17th September 2014
Legal obligation to base pesticide approval decisions on science dismantled by EU regulators and industry
For 7 pesticides proposed by industry for re-approval, PAN Europe identified 434 studies with adverse effects in independent literature. Only 23% (99) of these studies were found by industry in the review they were legally obliged to do and even 0% of these studies were qualified relevant by the industrial applicant for EU decision-taking. EU member states, the Rapporteurs for regulating pesticides, approved these reviews and the dismissal of independent science, while EU Commission was not acting at all.
Dismissing studies showing harmful health effects also means that food safety standards could be set at a too high level and EU citizens put at harm. For instance, while EU considers the lowest harmful level for the herbicide 2,4-D to be at a 62,5 mg/kg dose in animal studies sponsored by industry, independent literature shows effects at 3,3 and 2,5 mg/kg dose level in two different animal studies, 20 times lower.

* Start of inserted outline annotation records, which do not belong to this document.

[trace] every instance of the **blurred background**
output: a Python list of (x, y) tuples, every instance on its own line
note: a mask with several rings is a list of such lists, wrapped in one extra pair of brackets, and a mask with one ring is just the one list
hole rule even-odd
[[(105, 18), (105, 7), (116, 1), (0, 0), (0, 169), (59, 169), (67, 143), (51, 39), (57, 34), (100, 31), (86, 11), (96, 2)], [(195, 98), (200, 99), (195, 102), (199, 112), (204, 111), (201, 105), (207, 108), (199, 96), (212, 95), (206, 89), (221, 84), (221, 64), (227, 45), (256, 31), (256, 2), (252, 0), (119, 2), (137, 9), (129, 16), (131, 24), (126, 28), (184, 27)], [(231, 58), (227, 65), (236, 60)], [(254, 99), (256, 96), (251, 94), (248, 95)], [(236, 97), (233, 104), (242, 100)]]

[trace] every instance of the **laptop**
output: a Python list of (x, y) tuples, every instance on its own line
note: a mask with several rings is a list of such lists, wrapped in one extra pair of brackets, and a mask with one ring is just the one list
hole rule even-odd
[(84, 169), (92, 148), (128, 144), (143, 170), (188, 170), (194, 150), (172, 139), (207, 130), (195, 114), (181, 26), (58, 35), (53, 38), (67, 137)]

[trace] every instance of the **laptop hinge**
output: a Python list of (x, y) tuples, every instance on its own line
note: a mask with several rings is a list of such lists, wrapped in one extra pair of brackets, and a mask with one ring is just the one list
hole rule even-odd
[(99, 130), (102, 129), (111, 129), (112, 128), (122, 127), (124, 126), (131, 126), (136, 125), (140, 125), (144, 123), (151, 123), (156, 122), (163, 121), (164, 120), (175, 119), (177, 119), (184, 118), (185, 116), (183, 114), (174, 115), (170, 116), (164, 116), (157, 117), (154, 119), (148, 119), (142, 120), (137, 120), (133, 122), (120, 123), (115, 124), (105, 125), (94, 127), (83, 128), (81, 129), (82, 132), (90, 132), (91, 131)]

PAN-Europe took this sample of 7 active substances of pesticides to test the new EU obligation of Regulation 1107/2009 to take scientific peer-reviewed literature into account for the approval process of pesticides. Up to now all EU pesticide decisions are solely based on industry-sponsored studies with unknown bias while the millions of academic studies are disregarded. Politicians in 2008 agreed this had to change and obliged industrial applicants to do a review of the literature and include independent research in every new application for approval.
The first bad sign for the implementation of the new rule was the guidance document made by Food Authority EFSA in 2011 putting OECD-protocol studies at a high level of reliability and non-protocol studies at a lower level. This so-called "Klimisch-ranking" -a proposal of three BASF-employees- will almost automatically dismiss the hundreds of thousands of relevant studies performed at universities and research institutes because fixed protocols are rarely used by them. Billions and billions of research money are therefore spend by society to learn about science and adverse health effects, but are disregarded and dismissed in Brussels decision-making procedures.
PAN Europe comments: "Again regulators show their stubborn behavior and dismantle democratically agreed legal obligations and keep on ignoring academic science. EU citizens are put at risk now dangerous health effects are disregarded. PAN Europe feels the EFSA guidance should be revised and all studies considered for their quality and not for administrative reasons like having a certain protocol".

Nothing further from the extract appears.